= Vital Creek =

Stream in British Columbia, Canada

Vital Creek is a creek located in the Omineca Country region of British Columbia, flowing eastward from its source in the Vital Range to meet Silver Creek, joining that creek from the west about 5 miles from its mouth into the Omineca River, about 41 km northeast of Takla Landing.

==History==

The gold deposits of Vital Creek were discovered in 1869 by Vital Laforce, who had also been among the four discoverers of gold along Williams Creek, which was the foundation of Barkerville. This was the first creek mined in the Omineca. Late in the mining season of 1870, $7,000 was taken out by a party of 15 Chinese miners, giving some hope that significant gold might yet be found in the region.

The creek has been mined for gold and silver, which occurred simultaneously and were unusual to find in that way. It has been hydraulicked and mined by Chinese syndicates like Gow Sing and Co. The bulk of the gold was obtained on bedrock and in crevices and cracks.

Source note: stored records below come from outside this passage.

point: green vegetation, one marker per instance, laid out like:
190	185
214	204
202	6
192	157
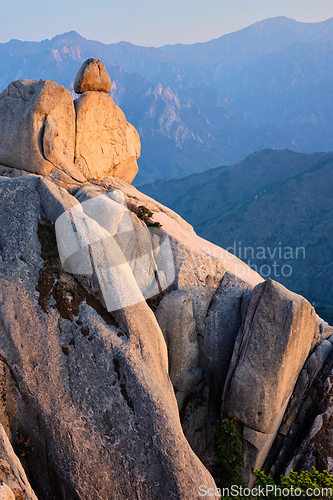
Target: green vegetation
313	485
229	456
306	485
145	214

Initial exploration and mining work was carried out by means of drift diggings, followed by ground sluicing and hydraulicking later. Drift mining and hydraulicking were both abandoned in the 1930s as there were no dumping facilities for mining waste. Later exploration to bedrock in pursuit of hard-rock ores met with little success.

Total gold production from Vital Creek between 1876 and 1900 was 117,091 grams, and between 1926 and 1940 another 143,122 grams of gold were taken from the creek. Early takings were from the creek's present channel downstream from a waterfall 3 km upstream from the mouth of the creek. Gold was later found upstream from the waterfall in a pre-glacial channel, in the form of coarse well-worn flakes on the bedrock.

Three jade boulders weighing 2267, 907 and 363 kilograms were reported as having been taken from the creek in 1963.

==Geology==
The area drained by the creek is underlain by a north-northwest striking, east-dipping metasedimentary/volcanic formation of the Carboniferous to Jurassic Cache Creek Complex. Phyllite, limestone and tuff are common. White quartz veins up to a metre in width were found within these rocks.

Arquerite, a native amalgam of silver and mercury, is relatively abundant in the gold-bearing gravels of the creek.